Enterprise organizations must sanitize IT assets thoroughly to avoid data breaches resulting in costly fines. This can be accomplished by using a certified IT asset disposition service. These providers prioritize security and sustainability and are essential for ensuring that data is properly handled. Personal information can be stored on countless devices, from smartphones and fitness trackers to garage doors and refrigerators. All data needs to be removed, regardless of the device, before getting rid of any electronic hardware. SERI states that a tendency has begun where “commercial software designed to sanitize data cannot always access new devices for data sanitization because of their unique proprietary design.”
SERI also acknowledged that “the intent is not to destroy working devices if a credible method can be used to reliably sanitize the data to the manufacturer’s specifications with transparency and accountability. Therefore, it is important to accept alternative data sanitization solutions which are proven to effectively remove data from the devices that will be resold,” the organization determined.

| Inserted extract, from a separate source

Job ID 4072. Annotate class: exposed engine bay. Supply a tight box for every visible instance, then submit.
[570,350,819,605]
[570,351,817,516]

While most devices come with a “factory reset” option, this is not always enough to completely erase all data from the device. This can pose a problem for companies who are required to follow the R2v3 standard for data sanitization. In order to address this issue, SERI has put together a working group of experts to find a solution. They have also submitted a formal interpretation request to the R2 Technical Advisory Committee (TAC). Different types of devices may be affected by the analysis, including smart speakers, TVs, watches, fitness trackers, TV sticks, desk phones, thermostats, security devices, and gaming consoles with built-in memory.
Formal Results Released
On Nov. 29, R2 Standard Consensus Body approved TAC’s R2v3 Formal Interpretation #1.0 in response to whether term “software” applies solely to applications automating logical sanitization process and creating a record of deletion. After careful consideration, it was decided that “software” refers to any applications used to automate, control and record data elimination results. It was noted that on some devices, factory resets provided by manufacturers may be the only available option.
A product that is “directing, controlling and recording the manual workflow to sanitize the data” can be referred to as a “semi-automated application.” This term refers to a process that assists with data sanitization but does not automate it completely. The purpose of a semi-automated system is to provide a reliable record of data sanitization. This documentation is “more than a spreadsheet which can be subject to alteration or falsification,” as noted by SERI.
“Historically we have seen spreadsheets of media that have been sanitized. Spreadsheets lend themselves to errors in transcribing information and copying and pasting records, which leads to a lack of accuracy and accountability for each media/device sanitized,” SERI commented.
However, this interpretation does not apply to situations where the device is damaged, and software cannot be used to wipe it. In such cases, a factory reset will not be accepted.
ITAD For Circular Economy
As businesses increasingly rely on digital information, it is crucial that data is properly removed from retired assets. A certified IT asset management and disposition facility can ensure that an organization’s devices are handled in a way that focuses on security and contributes to the circular economy. These services are invaluable in protecting a business’s information and reputation. IT asset disposition services directly adhere to R2v3 standards and are a vital component of any conscious organizations plan for lifecycle management.